Abstract
Rates and mechanisms of intron gain and loss have traditionally been inferred from alignments of highly conserved genes sampled from phylogenetically distant taxa. We report a population-genomic approach that detected 24 discordant intron/exon boundaries between the whole-genome sequences of two Daphnia pulex isolates. Sequencing of presence/absence loci across a collection of D. pulex isolates and outgroup Daphnia species shows that most polymorphisms are a consequence of recent gains, with parallel gains often occurring at the same locations in independent allelic lineages. More than half of the recent gains are associated with short sequence repeats, suggesting an origin via repair of staggered double-strand breaks. By comparing the allele-frequency spectrum of intron-gain alleles with that for derived single-base substitutions, we also provide evidence that newly arisen introns are intrinsically deleterious and tend to accumulate in population-genetic settings where random genetic drift is a relatively strong force.

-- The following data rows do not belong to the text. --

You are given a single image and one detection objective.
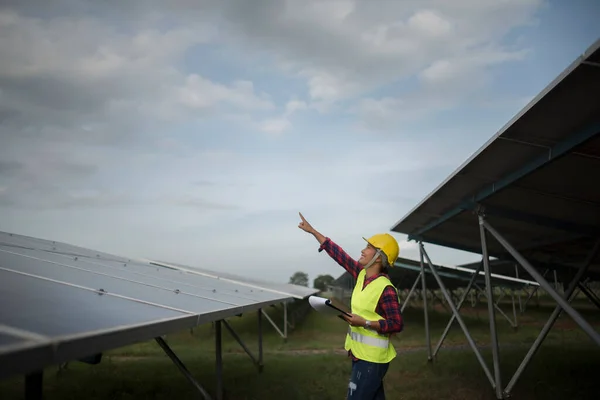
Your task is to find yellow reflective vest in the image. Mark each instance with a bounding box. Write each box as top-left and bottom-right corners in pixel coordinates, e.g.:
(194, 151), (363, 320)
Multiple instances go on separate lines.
(344, 269), (396, 363)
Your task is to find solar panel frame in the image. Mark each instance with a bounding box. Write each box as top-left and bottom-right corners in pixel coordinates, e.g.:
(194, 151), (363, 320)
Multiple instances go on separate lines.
(0, 232), (304, 379)
(391, 40), (600, 271)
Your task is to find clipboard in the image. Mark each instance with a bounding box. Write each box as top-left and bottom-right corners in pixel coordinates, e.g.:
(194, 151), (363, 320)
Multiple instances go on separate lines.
(308, 296), (352, 319)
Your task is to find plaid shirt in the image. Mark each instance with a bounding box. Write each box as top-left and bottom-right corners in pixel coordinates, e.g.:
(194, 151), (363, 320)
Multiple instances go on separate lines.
(319, 238), (404, 340)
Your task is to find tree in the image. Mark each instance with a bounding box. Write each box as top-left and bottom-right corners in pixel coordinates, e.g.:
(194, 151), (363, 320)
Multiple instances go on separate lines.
(313, 275), (335, 291)
(289, 271), (308, 287)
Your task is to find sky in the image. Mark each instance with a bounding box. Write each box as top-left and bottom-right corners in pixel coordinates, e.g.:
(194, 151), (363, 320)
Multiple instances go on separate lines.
(0, 0), (600, 284)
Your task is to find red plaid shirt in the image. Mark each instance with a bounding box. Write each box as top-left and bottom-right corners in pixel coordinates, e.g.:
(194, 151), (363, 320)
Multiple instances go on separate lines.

Introns are noncoding sequences that interrupt eukaryotic exons and are removed from premature mRNAs by the spliceosomal machinery before translation (1–3). Intron colonization affects the evolution of gene structure and is a factor in the emergence of genomic and organismal complexity, as newly arisen introns are thought to be intrinsically deleterious owing to the increased mutational target that they impose on their host genes (4, 5). The number of introns in a genome is determined by the relative rates of intron gain and loss over evolutionary time, which differ among lineages. Across eukaryotes, intron numbers range from >100,000 per vertebrate genome to only two in Giardia lamblia (6, 7). The fundamental causes of this variation remain controversial (8, 9), partly because of a lack of population-level analyses with the power to infer the properties of recent gain or loss alleles.

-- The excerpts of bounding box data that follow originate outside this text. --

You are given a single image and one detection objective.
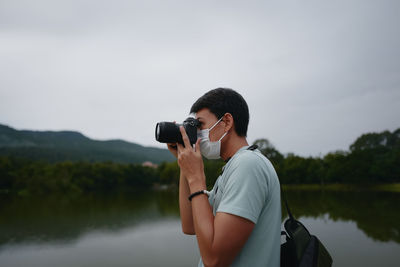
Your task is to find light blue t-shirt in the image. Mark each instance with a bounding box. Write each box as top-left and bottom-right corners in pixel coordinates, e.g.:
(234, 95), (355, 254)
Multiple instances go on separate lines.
(199, 146), (281, 267)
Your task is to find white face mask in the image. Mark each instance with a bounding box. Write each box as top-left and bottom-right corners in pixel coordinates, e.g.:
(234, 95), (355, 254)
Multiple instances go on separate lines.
(197, 118), (228, 159)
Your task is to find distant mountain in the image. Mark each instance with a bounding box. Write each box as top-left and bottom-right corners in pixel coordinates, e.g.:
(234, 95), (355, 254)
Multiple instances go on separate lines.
(0, 124), (175, 163)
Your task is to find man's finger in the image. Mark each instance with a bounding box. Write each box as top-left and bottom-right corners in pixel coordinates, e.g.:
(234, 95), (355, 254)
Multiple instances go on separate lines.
(179, 126), (191, 147)
(195, 138), (201, 154)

The early eukaryotic progenitor has been assumed to be intron-rich on the basis of the presence of introns in homologous positions of orthologous genes of widely divergent eukaryotes (10–12) and the likely presence of a complex spliceosome in the eukaryotic ancestor (13). In this context, intron-poor lineages are assumed to reflect a long-term history of intron loss (14). Alternatively, moderate ancestral intron density followed by lineage-specific gains (15) may have occurred, even at orthologous positions in divergent taxa (16). However, most comparative studies of introns have examined only a small subset of highly conserved genes between deeply divergent lineages, and although some studies have documented unambiguous examples of intron gain (17–19) and some statistical procedures allow an indirect inference of parallel gains and/or losses (20, 21), comparative studies of taxa with extreme sequence divergence have essentially no possibility of directly inferring parallel intron gains.

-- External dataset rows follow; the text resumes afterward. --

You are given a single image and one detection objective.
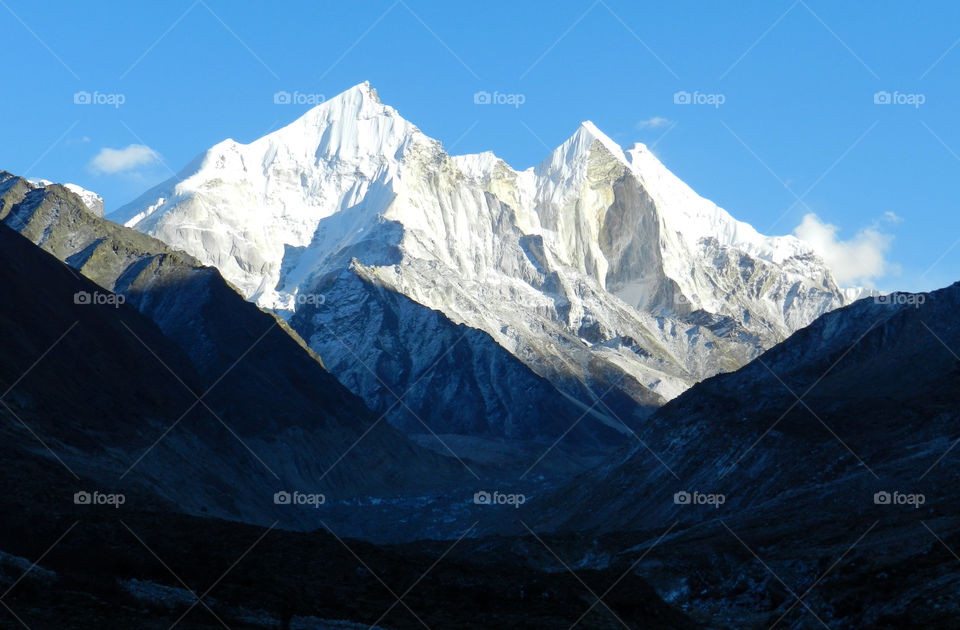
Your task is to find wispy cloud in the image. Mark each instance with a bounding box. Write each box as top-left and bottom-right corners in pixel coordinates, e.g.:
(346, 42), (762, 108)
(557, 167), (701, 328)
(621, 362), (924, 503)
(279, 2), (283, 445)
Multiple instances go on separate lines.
(635, 116), (673, 129)
(793, 212), (901, 287)
(89, 144), (160, 175)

Because they potentially retain the molecular signatures of the process of intron origin, intron presence or absence alleles segregating in natural populations provide material to infer gain or loss mechanisms and to estimate taxon-specific turnover rates. Such polymorphisms do exist. A standing intron presence/absence polymorphism was found at a locus in natural isolates of Drosophila teisseri (22), and two intron-gain alleles segregate with an intron-free version at a locus in the microcrustacean Daphnia pulex (23). The latter study, in particular, inspired us to look more deeply for evidence of recent intron gain or loss in D. pulex.
By artificially removing intron sequences from all predicted gene sequences of the annotated D. pulex genome [clone TCO (24)] and querying the exon-exon boundaries (n = 110,021) against another D. pulex genome sequence (TRO), we detected putative intron-free alleles. After filtering for paralogy and false positives, such as processed pseudogenes, we sequenced the genomic regions surrounding 24 intron presence/absence positions across 84 natural isolates of North American D. pulex species as well as in eight Daphnia outgroup species. Gene trees constructed from flanking-exon sequence for each presence/absence polymorphism revealed the phylogenetic relationships of the polymorphic alleles, and from these data we inferred that 87.5% (21/24) of the intron polymorphisms reflect recent intron gains, with three reflecting intron losses (figs. S1 to S24). Most of the gains (15/28) were exclusive to Oregon populations, a genetically isolated subclade of North American D. pulex (25, 26) with a historically low effective population size (27). Active splicing of all polymorphic introns was confirmed with reverse transcription polymerase chain reaction sequencing.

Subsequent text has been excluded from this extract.